と黒岩は答えて、取り分けられたトリに手をつけながら


 「ありがとう」


 と優しい声色で言う。


 こういうところが奥さんは好きなんだろうなあ、と弓音はいつも思う。



 その時、黒岩のスマートフォンがテーブルの端で震えた。


 「・・・・もしもし?あぁ、うん、そう、いま中倉さんと──」


 スマートフォンを手にした黒岩は出入り口の方へ歩いていった。


 弓音はハンドバッグに入れたままの携帯電話を膝の上で確認して、またバッグに戻した。内ポケットに入ったショップカードがちらりと目に入った。



 ケータリングカーの窓から差し出された人差指と中指で挟んだショップカード。色違いのバンダナに包まれた弁当箱を掲げた腕。「あと、」と言って黙り込んだ後に笑った口元。昼間見た航を切り取った姿が、薄暗い照明に照らされてテーブルクロスの上に次々に浮かんだ。グリルレストランに似つかわしいテーブルクロスは深い緑色だった。その緑色の深さが弓音の脳裏でチリリと鈴を鳴らす。



 「ひまわり…」


 弓音はショップカードを取り出した。太陽のような花。


 「そうだ、向日葵だった。」



 大学時代によく行った喫茶店の名前だった。ちょうどこういう色の深い緑色の布がテーブルのガラスの板の下に入っていた。

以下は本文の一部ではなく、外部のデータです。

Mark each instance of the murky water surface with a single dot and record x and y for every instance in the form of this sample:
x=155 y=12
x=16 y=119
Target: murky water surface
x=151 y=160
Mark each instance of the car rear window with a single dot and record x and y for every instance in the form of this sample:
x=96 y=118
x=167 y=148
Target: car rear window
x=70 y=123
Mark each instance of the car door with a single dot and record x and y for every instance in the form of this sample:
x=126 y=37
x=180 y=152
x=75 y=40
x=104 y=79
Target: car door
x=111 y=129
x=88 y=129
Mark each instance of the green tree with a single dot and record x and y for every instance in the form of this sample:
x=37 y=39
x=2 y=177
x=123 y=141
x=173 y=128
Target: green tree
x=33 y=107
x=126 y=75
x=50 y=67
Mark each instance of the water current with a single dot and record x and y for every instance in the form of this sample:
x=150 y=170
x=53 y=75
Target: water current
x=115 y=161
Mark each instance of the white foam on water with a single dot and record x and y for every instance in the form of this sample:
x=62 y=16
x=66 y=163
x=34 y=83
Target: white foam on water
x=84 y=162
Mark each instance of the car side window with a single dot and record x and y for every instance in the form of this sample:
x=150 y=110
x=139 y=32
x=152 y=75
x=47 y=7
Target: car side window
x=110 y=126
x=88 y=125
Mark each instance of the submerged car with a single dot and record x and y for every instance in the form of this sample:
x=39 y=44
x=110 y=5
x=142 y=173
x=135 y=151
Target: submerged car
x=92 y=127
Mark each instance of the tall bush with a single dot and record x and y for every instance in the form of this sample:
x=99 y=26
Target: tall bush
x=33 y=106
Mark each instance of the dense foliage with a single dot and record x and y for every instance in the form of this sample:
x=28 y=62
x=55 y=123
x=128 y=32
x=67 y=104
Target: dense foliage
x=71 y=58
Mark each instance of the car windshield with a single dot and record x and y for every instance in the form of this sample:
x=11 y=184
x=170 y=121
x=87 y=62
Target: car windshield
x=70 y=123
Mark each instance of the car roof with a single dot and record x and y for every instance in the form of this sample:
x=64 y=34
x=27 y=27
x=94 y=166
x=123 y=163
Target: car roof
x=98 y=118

 その喫茶店のアイスコーヒーが好きだった。真冬でもアイスコーヒーを頼んだ。


『温かいのじゃなくていいの?寒くて震えてたくせに』


『アイスなの、ここではアイスコーヒーなの。』


『まぁ、分かる。うまいよね、ここのアイスコーヒーは。真面目に淹れてる。』


 隣の席の誰かに何かを渡して笑っていた横顔──あの時隣にいたのは直美ちゃんだったろうか?自分の隣には誰がいたっけ。その人物がカフェモカを頼んでいたのは覚えている。温かな湯気がのぼって・・・あの頃、ちょっと流行った飲み物だ・・・。マスターの描いた向日葵の絵がまるで目玉焼きみたいだと学生は言っていて。



あの日、自販機の前で航を振り切るように話を切り上げた日からそれまでのぎこちなさが嘘のように穏やかに、前の席に座った航と何か話した。真面目な顔をした航の顔。それからとても照れくさそうに微笑んだ。「なんだよ。」その顔を思い出す。「こんな顔をするんだ」と思いながら、弓音は多分無遠慮にその顔を見ていたのだ。



 「ごめん、おまたせ。」


 黒岩が戻ってきた。細い身体を滑り込ませるように座る。携帯電話を胸ポケットにしまって、冷めた鳥の皮をつついた。